Artículo publicado en El País el 19 de noviembre de 1999

Texto: Juan José Millás

Recuerdo perfectamente mi primera radio: una ampolla de vidrio con un pedazo de galena dentro. Pinchando aquel extraño mineral con una especie de punzón incorporado al artilugio se escuchaba una emisora u otra. A veces sólo se oían ruidos, pero eran ruidos cósmicos, misteriosos, como los que oía Dios antes de la creación del universo. Por la noche colocaba la galena debajo de la almohada y me dormía con la oreja sobre el auricular, narcotizado por las voces que misteriosamente entraban en mi cuerpo. No recuerdo ningún programa. Sólo el hecho de que, buscándole a la galena las cosquillas, la cabeza se llenaba de fantasmas a quienes día a día iba confeccionando pacientemente un cuerpo. Pensaba en mí mismo como en un sastre de cuerpos. Y puse en su hechura tal empeño que quizá por eso salieron tan seductores los descendientes reales de aquellos espectros de entonces. Fíjense en Gabilondo, en Fernando Delgado, en Genma Nierga, en Julia Otero, en Concha García Campoy... No podrían ser más atractivos o atractivas. Gracias a mí, aunque ellos no lo sepan.

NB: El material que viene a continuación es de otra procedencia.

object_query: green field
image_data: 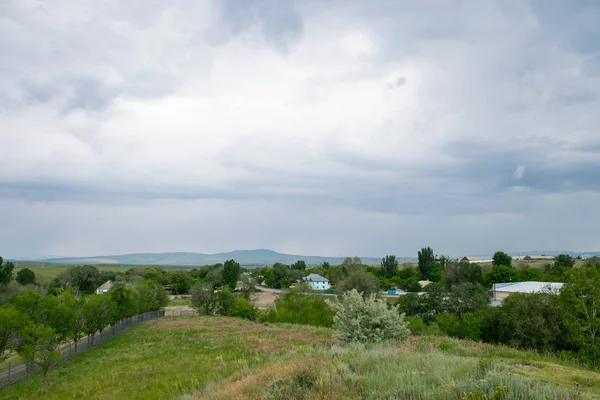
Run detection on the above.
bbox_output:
[15,261,193,284]
[0,317,600,400]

Echo de menos en este aniversario que no se hable más de ese raro objeto denominado radio. La de galena era, si cabe, más incomprensible que un fax. Hacerla funcionar tenía algo de ceremonia vudú. Recuerdo haber hurgado en los intersticios íntimos del mineral de plomo buscando voces que procedieran de Marte o de la Luna. A ratos se colaban en el auricular palabras extranjeras y la excitación era la misma que si me hubieran lanzado un objeto incomprensible desde alguna dimensión paralela. Escarbar en las entrañas de la galena tenía también algo de ejercicio quirúrgico, como cuando estimulando una zona u otra del cerebro haces que el paciente hable en idiomas que no conoce o recupere el sabor de una naranja, aunque se esté comiendo una cebolla.

Todo eso, gracias a que la herramienta de la radio, el verbo, es el principio de la vida. A partir de la voz puedes construir un individuo desde los pies hasta la cabeza. Nuestras estrellas radiofónicas quizá no sepan que esos rostros tan interesantes que poseen han sido modelados por nosotros después de oírlas. Eso que nos deben.